In May 2003, Bryan Fogel and Sam Wolfson starred in the comedic play they co-wrote – Jewtopia – premiering it in Los Angeles and then taking it to an off-Broadway production in late 2004 where it ran for over three years albeit with different actors playing the leads somewhere during the run.  Whatever its magic was that kept it running that long is lost in the film adaptation, even though the screenplay was written by Fogel and Wolfson.  The film also does not work despite a not untalented cast.
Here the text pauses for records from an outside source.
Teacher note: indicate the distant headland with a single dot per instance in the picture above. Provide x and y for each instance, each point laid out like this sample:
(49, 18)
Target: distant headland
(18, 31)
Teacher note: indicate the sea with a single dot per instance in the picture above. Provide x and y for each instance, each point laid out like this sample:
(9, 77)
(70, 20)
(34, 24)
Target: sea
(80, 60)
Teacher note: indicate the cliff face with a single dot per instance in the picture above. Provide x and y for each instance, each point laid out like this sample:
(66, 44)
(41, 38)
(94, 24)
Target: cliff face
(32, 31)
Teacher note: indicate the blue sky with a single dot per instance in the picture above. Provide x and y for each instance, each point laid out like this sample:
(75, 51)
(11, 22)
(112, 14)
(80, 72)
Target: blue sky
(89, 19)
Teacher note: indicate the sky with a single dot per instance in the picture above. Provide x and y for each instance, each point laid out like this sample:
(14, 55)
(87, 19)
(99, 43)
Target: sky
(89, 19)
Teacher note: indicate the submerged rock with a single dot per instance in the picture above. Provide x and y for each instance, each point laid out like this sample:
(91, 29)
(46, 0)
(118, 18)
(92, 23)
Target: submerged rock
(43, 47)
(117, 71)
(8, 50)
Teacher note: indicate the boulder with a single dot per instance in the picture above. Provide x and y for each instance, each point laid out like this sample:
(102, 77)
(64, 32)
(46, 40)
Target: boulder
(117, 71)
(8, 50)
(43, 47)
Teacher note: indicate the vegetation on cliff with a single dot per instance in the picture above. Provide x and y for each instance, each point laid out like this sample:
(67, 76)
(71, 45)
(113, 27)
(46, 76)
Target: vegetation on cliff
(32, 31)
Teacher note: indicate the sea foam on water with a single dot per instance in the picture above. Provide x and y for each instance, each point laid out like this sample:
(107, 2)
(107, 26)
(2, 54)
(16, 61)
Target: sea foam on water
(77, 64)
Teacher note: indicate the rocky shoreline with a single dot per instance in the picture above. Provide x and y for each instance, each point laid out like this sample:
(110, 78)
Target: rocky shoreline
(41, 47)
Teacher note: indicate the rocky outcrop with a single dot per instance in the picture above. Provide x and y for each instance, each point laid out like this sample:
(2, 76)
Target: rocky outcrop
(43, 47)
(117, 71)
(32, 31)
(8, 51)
The film is about the friendship between Christian O’Connell and Adam Lipschitz, played as adults by Ivan Sergei and Joel David Moore, respectively.  The plot is pretty straightforward.  Adam is Jewish and Christian is not, but Christian wants to marry a Jewish girl because – due to one of many Jewish stereotypes the film utilizes – she will tell him what to do in every conceivable situation in his life and he will no longer have to make any decisions.  He falls for a beautiful Jewish woman named Alison played by the lovely but relatively unfunny Jennifer Love Hewitt.  Adam is engaged to his own “Jewish princess,” Hannah (Jamie-Lynn Sigler).  Unfortunately, he is not ready to marry her and suffers what can only be called a nervous breakdown. 

Christian enlists Adams help in pretending to be Jewish himself.  For hilarity’s sake, he certainly goes to the extreme by introducing himself to Alison as a doctor when he is, in fact, a plumber.  Much of the film’s attempt at humor comes from Christian’s deception and Adam’s almost Cyrano de Bergerac-style educating of Christian on how to act “Jewish.”  The other attempt at humor centers on Adam’s unraveling the closer he gets to wedding Hannah.

Tossed into the mix are Christian’s father – a marine played by Peter Stormare in a wild performance – and his redneck brothers and Adam’s parents played in over-the-top performances by Rita Wilson and Jon Lovitz.  Each of these actors have been better in better films, as have Sergei and Moore (see The Opposite of Sex for Sergei and either Avatar or his television stint on “Bones” for Moore).

In 90 minutes, Fogel and Wolfson toss numerous Jewish stereotypes in, one right after the other; there are so many, I know there are some I certainly did not catch.  Numerous comedies have been built on racial and religious stereotypes and some of them have worked and some have not.  Jewtopia falls into this latter category.  It tries awfully hard to be funny, but it has to try too hard and that is never a good sign.  There is only so much comedic mileage one can get out of a grown man going so far as to get circumcised to land the woman of his dreams, which he eventually does even when the truth comes out that he is, in fact, not Jewish at all.  Maybe this is someone’s cup of tea, but it sadly was not mine.